En ce qui concerne les quatre travailleurs pour lesquels il a été retenu qu’ils ont remplacé des fonctionnaires pendant des périodes limitées, la cour conclut que ceci ne modifie en rien le raisonnement de principe qu’elle a dégagé, soulignant que ces travailleurs ne remplissaient pas des fonctions attribuées par les traités, s’agissant de responsables de rayon, responsables des caisses, etc. Il doit être conclu ici également au même enseignement que celui dégagé par l’arrêt MULFINGER.

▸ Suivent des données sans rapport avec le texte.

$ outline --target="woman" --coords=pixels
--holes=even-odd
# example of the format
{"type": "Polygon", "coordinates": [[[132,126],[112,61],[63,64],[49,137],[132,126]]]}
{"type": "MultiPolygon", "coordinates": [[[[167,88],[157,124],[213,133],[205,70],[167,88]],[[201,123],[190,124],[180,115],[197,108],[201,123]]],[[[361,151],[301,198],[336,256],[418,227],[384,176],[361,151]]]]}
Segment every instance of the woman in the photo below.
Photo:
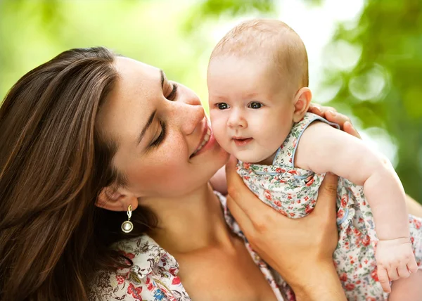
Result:
{"type": "Polygon", "coordinates": [[[0,140],[1,300],[281,300],[277,272],[298,300],[344,299],[335,177],[312,214],[290,220],[229,164],[229,207],[250,245],[207,184],[228,155],[198,97],[155,68],[65,51],[9,91],[0,140]]]}

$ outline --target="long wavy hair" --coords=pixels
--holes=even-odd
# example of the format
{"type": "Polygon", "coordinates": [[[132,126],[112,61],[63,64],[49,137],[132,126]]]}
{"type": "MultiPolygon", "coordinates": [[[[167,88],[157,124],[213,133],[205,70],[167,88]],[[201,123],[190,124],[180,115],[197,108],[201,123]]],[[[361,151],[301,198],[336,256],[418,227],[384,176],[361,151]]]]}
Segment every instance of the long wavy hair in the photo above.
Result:
{"type": "MultiPolygon", "coordinates": [[[[119,77],[115,56],[102,47],[65,51],[24,75],[4,100],[0,300],[87,300],[96,271],[127,262],[109,248],[127,237],[120,231],[125,213],[95,205],[103,187],[124,185],[111,164],[117,145],[96,124],[119,77]]],[[[131,236],[156,223],[146,208],[132,220],[131,236]]]]}

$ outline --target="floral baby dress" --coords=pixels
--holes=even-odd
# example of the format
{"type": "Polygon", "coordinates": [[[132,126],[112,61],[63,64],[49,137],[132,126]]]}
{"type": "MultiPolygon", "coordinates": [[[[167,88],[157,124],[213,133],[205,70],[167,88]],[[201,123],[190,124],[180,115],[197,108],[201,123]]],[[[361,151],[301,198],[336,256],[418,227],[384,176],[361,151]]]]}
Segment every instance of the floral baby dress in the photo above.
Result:
{"type": "MultiPolygon", "coordinates": [[[[312,212],[325,174],[295,168],[295,153],[302,134],[314,121],[337,127],[312,113],[295,123],[279,148],[272,165],[239,162],[237,172],[261,200],[293,219],[312,212]]],[[[323,143],[323,142],[321,142],[323,143]]],[[[418,265],[422,262],[422,219],[409,215],[411,241],[418,265]]],[[[387,300],[378,281],[375,248],[376,234],[363,186],[339,178],[337,188],[339,240],[334,264],[349,300],[387,300]]]]}

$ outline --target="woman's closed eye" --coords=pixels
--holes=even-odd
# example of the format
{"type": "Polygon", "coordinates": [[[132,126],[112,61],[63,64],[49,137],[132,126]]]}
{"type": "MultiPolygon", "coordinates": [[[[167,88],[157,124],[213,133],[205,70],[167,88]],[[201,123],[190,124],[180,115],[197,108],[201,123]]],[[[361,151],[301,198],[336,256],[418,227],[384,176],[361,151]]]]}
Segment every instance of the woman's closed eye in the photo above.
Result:
{"type": "Polygon", "coordinates": [[[229,108],[230,108],[230,106],[226,103],[218,103],[215,104],[215,106],[219,110],[226,110],[226,109],[228,109],[229,108]]]}
{"type": "Polygon", "coordinates": [[[172,88],[172,91],[167,95],[165,95],[165,97],[169,101],[174,101],[177,95],[177,84],[173,82],[170,87],[172,88]]]}
{"type": "Polygon", "coordinates": [[[165,125],[165,123],[164,123],[164,122],[162,122],[162,121],[160,121],[160,125],[161,126],[161,132],[160,132],[160,134],[158,135],[158,136],[157,136],[157,138],[153,139],[153,141],[151,143],[151,144],[150,144],[151,147],[157,147],[157,146],[160,146],[160,144],[161,144],[161,143],[165,138],[165,134],[167,132],[167,127],[165,125]]]}

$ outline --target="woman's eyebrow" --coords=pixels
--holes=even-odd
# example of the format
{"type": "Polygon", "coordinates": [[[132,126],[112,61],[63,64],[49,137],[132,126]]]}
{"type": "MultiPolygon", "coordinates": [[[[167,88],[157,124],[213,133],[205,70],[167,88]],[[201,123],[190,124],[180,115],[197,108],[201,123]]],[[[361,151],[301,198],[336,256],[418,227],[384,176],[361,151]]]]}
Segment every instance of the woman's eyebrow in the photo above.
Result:
{"type": "Polygon", "coordinates": [[[165,75],[161,69],[160,69],[160,74],[161,75],[161,89],[162,89],[164,87],[164,79],[165,78],[165,75]]]}
{"type": "Polygon", "coordinates": [[[151,124],[153,123],[153,120],[154,120],[154,117],[155,116],[157,110],[154,110],[154,112],[153,112],[150,115],[150,117],[148,120],[146,124],[145,124],[145,127],[143,127],[142,132],[138,137],[138,145],[141,143],[141,141],[142,140],[142,138],[143,138],[143,136],[145,135],[145,133],[146,132],[147,129],[151,127],[151,124]]]}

Elle déboute dès lors les travailleurs de leur appel et fait droit à celui des entreprises de travail intérimaire.

Intérêt de la décision

Cet arrêt apporte un éclairage intéressant à la situation de certains intérimaires, précisément ceux engagés dans le cadre des institutions européennes. Il précise les conditions de rémunération fixées par le RAA et par le Statut. Renvoyant à l’arrêt MULFINGER, la cour retient par ailleurs comme critères d’appréciation les fonctions exercées, étant les fonctions attribuées par les traités ou non.

Soulignons encore que la cour a confirmé l’interprétation de l’article 10, alinéa 1er de la loi, selon laquelle le travailleur intérimaire n’a pas, du fait de ce texte, droit à la rémunération du travailleur permanent qu’il remplace, mais uniquement à la rémunération à laquelle il aurait pu prétendre s’il avait été engagé comme travailleur permanent par l’utilisateur pour les mêmes fonctions.